Two Nigerian nationals have been found guilty of human trafficking and prostitution in a case believed to be the first conviction of its kind in the country.
Alicia Edosa, 44, of The Harbour, Market Point, Mullingar, Co Westmeath, and 31-year-old Edith Enoghaghase of Meeting House Lane, Mullingar were found guilty of a series of offences relating to human trafficking, prostitution and money laundering on various dates between September 2016 and June 2018.
A 30-year-old man, Omonuwa Desmond Osaibovo, was also found guilty of money laundering offences.
The trial at Mullingar Circuit Court lasted almost six weeks and heard that four young women from a deprived background in Nigeria had been abused in an underhand way by the three accused.
The trial heard from Counsel for the Director of Public Prosecutions Fiona Murphy SC that it was a tragic case of exploitation by people from Nigeria searching for a better life.

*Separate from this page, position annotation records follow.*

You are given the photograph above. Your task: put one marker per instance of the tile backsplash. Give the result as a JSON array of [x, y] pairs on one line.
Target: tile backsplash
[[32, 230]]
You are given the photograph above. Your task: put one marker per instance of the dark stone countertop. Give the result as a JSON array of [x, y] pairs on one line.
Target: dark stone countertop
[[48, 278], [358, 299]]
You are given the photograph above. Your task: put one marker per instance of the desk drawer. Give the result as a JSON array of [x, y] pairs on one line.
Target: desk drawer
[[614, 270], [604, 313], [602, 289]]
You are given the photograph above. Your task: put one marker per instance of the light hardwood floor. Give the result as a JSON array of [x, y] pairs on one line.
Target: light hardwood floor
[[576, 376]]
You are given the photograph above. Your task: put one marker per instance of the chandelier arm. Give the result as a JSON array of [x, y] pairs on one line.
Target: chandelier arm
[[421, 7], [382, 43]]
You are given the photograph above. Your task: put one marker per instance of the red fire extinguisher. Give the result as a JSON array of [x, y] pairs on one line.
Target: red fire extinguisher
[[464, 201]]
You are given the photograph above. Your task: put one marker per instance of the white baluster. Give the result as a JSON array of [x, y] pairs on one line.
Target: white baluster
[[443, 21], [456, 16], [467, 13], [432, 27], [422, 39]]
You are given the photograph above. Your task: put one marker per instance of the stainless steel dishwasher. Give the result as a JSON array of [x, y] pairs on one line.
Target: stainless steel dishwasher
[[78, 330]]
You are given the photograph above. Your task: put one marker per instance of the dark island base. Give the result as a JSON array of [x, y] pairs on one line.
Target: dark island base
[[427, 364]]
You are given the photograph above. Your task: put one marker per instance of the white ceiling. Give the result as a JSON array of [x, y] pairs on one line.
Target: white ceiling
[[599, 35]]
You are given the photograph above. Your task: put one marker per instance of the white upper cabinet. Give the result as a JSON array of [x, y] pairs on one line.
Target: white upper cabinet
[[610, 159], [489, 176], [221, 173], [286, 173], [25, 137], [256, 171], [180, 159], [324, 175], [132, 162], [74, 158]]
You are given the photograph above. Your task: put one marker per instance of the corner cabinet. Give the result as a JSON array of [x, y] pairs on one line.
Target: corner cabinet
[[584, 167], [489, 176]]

She said the women believed they were coming to Ireland to have an opportunity to engage in legitimate work.
Ms Murphy said all four women took part in a voodoo ceremony before leaving Nigeria for Ireland in which they took an oath to people arranging their journey.
On arriving in Ireland, she said the women were told they would have to repay the accused what she described as "extortionate amounts" by engaging in prostitution.
She said the women were used in "a most egregious fashion" by having to travel to various locations around Ireland to engage in prostitution from their base in Mullingar.
The trial heard the woman worked in various locations around Ireland including Limerick and Cork.
One of the victims told the court that she was trafficked into Ireland on the promise of working as a shop assistant was forced into prostitution within days of arriving in the country.
The 26-year-old mother of one, who cannot be named for legal reasons, told the court she felt betrayed.
Before leaving Nigeria, the woman said she was promised that Ireland was "a land of milk and honey" where she could earn up to €3,500 per month doing hair extensions.
The witness described an arduous six-month journey from Nigeria to Ireland in September 2016 via Libya, where she was raped, and Sicily using a false Irish passport.
She told the court that she would never have left Nigeria if she knew what she would be doing in Ireland.
She told the court that if she collected €1,000, the woman said she would have to lodge €990 in a bank and only be allowed to keep €10 for herself, which sometimes left her starving for days.
"I was like a sex machine and money-making machine for her," the witness added.
The defence had argued that the victims had made the human trafficking claims in order to secure their right to remain in Ireland.
The allegations came to light after the women were able to extricate themselves at various stages and report matters to gardaí.
The trial before Judge Francis Comerford and a jury of ten men and two women lasted over six weeks.
After the trial ended, Judge Comerford thanked the jury for their service and their diligence and excused them from serving on a jury for ten years.
Gardaí thanked the victims for their bravery in coming forward and appealed to anyone who has information on human trafficking to come forward.
Superintendent Dermot Drea thanked the support services including Ruhama for their help and the gardaí who worked so hard in bringing about today's conviction.
Ruhama, which helps women affected by prostitution, said today's conviction is "historic" and will serve as an important example to other victims of sexual exploitation that justice is possible.
CEO Barbara Condon said the courage and resilience shown by the victims in the case was staggering.
She said their caseworkers have worked tirelessly with the women involved as witnesses for three years and were on-site in a support capacity throughout the hearings.
"The conviction signals a key milestone in the recovery journey of these women who sought to contribute to justice against their perpetrators" she added.
Meanwhile, Minister of State for Civil and Criminal Justice Hildegarde Naughton has also welcomed the convictions today.
"Human trafficking is a particularly cruel crime, based on deception and exploitation of vulnerable people, and it is hidden. Due to its hidden nature, it is very difficult to detect and investigate," she said.
Minister Naughton commended the gardaí for their hard work and said Ireland is committed to playing a role in the fight against human trafficking.
"The verdicts handed down today are a welcome indication that our efforts are paying off," she added.